Titut Yulistyarini1, Abban Putri Fiqa2 dan Rachmawan Adi Laksono3

UPT Balai Konservasi Tumbuhan Kebun Raya Purwodadi-LIPI; email : 1tyulistyarini@yahoo.com, 2abbanpf@gmail.com, 3rachmawan_adi@yahoo.co.id

ABSTRAK

Kenanga (Cananga odorata) dikenal karena keharuman bunganya. Bunga kenanga banyak digunakan sebagai bunga tabur di pemakaman dan untuk upacara adat. Selain itu, bunga kenanga dengan kandungan minyak atsirinya disuling menjadi bahan minyak wangi, yang bernilai ekonomi tinggi.
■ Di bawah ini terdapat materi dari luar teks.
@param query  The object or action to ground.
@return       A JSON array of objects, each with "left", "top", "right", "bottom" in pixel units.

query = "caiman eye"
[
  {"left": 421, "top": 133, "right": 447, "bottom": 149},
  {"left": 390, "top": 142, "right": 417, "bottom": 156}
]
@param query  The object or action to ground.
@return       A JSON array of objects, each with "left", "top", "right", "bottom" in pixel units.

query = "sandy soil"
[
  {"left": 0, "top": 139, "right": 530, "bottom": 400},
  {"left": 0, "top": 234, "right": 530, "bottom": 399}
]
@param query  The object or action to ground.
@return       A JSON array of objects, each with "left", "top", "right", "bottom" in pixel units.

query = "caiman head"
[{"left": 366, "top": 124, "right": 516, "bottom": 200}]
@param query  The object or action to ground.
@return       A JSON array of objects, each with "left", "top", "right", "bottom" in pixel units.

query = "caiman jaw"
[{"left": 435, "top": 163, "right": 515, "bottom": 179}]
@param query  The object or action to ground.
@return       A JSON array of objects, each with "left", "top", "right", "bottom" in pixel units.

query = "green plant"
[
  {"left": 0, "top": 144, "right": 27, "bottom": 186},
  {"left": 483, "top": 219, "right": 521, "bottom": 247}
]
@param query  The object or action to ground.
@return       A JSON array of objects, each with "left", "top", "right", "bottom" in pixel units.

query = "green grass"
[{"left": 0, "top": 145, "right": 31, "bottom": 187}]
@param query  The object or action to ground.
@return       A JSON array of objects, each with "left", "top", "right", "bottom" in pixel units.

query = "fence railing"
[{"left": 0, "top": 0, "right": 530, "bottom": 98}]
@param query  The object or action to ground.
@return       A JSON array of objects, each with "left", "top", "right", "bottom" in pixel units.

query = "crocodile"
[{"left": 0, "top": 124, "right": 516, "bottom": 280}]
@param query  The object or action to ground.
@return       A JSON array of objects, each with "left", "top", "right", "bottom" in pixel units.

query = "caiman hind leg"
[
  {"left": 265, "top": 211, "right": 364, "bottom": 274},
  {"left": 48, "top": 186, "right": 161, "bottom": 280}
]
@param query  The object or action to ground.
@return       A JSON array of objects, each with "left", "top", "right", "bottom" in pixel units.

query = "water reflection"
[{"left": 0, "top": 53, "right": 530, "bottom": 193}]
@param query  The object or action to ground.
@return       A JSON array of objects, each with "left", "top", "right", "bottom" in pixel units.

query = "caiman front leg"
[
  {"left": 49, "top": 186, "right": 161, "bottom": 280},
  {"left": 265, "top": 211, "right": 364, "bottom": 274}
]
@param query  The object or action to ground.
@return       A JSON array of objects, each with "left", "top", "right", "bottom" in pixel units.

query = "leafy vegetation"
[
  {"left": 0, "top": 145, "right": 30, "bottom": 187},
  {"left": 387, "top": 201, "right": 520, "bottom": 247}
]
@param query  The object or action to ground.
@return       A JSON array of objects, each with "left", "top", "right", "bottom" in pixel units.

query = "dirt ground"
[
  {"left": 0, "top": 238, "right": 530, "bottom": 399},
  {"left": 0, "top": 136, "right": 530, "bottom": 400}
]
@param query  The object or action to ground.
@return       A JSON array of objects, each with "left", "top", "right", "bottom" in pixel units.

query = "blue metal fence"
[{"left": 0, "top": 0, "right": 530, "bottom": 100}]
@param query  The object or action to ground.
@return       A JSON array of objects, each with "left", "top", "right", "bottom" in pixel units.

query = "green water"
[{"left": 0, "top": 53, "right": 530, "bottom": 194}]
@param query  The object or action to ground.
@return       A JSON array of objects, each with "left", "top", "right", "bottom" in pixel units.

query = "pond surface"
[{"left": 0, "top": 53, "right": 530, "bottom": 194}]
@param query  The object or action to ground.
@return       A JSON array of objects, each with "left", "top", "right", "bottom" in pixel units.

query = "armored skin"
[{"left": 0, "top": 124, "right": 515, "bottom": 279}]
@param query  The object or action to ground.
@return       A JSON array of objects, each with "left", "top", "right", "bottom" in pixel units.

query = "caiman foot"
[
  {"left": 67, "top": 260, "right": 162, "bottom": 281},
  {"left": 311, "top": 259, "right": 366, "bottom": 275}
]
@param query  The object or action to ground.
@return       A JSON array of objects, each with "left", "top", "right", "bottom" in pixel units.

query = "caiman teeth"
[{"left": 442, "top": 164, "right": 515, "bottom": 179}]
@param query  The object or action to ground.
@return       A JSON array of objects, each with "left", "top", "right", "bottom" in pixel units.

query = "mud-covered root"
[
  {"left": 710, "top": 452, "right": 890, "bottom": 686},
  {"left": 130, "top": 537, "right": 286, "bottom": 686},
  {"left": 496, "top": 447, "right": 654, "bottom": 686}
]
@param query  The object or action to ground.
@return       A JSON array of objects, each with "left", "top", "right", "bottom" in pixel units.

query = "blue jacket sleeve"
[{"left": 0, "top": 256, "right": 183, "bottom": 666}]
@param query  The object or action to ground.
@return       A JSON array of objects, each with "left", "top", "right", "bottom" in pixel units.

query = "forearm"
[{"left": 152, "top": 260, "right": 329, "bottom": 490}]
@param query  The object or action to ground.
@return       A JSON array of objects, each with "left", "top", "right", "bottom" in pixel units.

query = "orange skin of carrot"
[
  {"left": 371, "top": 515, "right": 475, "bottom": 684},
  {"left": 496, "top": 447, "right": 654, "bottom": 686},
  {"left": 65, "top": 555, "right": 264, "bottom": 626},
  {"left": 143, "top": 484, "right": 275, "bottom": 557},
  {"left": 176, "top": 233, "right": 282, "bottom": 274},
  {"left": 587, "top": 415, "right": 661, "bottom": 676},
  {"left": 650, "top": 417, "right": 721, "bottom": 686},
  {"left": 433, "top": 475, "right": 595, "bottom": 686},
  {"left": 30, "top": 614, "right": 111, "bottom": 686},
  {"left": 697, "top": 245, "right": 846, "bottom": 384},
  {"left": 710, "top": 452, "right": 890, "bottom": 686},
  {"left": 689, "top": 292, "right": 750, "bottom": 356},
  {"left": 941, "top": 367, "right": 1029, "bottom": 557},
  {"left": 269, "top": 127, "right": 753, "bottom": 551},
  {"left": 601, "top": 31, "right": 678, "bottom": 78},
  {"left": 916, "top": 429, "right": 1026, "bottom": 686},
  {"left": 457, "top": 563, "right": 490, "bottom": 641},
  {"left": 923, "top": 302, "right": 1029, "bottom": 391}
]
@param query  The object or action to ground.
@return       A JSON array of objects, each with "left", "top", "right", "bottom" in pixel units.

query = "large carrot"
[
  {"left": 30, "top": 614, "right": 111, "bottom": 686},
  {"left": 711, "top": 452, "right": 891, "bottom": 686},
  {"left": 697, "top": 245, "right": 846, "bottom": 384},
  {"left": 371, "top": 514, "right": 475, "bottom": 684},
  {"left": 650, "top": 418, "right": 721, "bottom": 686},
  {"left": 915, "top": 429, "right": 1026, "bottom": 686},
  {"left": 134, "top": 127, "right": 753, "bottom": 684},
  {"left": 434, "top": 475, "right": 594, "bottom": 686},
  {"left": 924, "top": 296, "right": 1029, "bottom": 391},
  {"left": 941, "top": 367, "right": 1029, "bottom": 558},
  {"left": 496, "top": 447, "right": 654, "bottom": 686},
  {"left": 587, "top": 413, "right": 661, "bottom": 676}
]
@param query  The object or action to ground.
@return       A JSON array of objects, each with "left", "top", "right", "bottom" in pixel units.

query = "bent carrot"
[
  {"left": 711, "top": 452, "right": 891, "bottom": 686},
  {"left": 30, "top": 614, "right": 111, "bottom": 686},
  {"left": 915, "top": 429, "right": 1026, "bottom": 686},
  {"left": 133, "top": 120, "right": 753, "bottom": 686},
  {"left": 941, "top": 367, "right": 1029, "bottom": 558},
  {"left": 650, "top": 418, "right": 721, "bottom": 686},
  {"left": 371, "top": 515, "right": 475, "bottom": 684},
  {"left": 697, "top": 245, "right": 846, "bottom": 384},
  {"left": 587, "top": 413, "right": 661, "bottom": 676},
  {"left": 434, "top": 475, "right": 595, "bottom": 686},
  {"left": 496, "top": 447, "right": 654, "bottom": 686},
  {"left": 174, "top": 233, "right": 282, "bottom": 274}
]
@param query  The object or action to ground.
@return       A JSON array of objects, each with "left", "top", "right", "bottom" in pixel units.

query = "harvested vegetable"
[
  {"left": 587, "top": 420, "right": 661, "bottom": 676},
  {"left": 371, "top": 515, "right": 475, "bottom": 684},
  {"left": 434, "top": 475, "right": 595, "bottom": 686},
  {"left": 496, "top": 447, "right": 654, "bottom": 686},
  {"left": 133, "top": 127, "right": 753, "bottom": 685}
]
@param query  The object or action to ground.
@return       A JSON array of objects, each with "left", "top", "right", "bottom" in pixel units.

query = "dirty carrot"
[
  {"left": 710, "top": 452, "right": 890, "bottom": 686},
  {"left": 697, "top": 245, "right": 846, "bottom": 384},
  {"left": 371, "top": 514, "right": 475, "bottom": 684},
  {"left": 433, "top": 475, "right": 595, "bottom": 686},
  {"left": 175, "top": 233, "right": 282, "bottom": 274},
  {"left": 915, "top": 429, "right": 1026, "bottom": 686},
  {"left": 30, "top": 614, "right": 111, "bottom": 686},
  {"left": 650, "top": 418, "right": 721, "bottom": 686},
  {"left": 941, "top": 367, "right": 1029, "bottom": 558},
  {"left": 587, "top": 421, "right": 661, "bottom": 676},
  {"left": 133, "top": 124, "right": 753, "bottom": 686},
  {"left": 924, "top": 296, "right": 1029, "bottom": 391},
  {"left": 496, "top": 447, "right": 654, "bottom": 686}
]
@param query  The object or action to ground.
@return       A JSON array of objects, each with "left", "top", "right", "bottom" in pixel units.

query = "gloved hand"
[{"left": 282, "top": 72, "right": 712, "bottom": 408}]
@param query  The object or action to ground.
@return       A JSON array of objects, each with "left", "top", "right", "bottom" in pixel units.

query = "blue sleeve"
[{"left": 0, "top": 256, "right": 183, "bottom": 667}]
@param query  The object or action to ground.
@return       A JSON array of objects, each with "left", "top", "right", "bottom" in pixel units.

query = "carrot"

Kabupaten Pasuruan merupakan salah satu sentra produksi kenanga di Jawa Timur. Sentra produksi kenanga terbesar berada di Kecamatan Purwodadi, mencapai luasan 220 Ha, sedangkan sisanya tersebar dibeberapa kecamatan lainnya. Penelitian dilakukan dengan pengamatan langsung dan pengumpulan data sekunder dari Sistem Informasi Monitoring Tata Ruang (SIMTARU) Kabupaten Pasuruan untuk mendapatkan data potensi kesesuaian lahan di Kabupaten Pasuruan, data sekunder kemudian dianalisis dengan analisis spasial menggunakan program Arc. View 3.1. Hasil analisis berupa peta menunjukkan bahwa kawasan yang sesuai untuk pengembangan budidaya kenanga adalah daerah Kecamatan Tutur dan Puspo. Sedangkan Kecamatan Pandaan, Purwosari dan Sukorejo dapat dikembangkan sebagai kawasan pengolahan minyak atsiri hasil budidaya.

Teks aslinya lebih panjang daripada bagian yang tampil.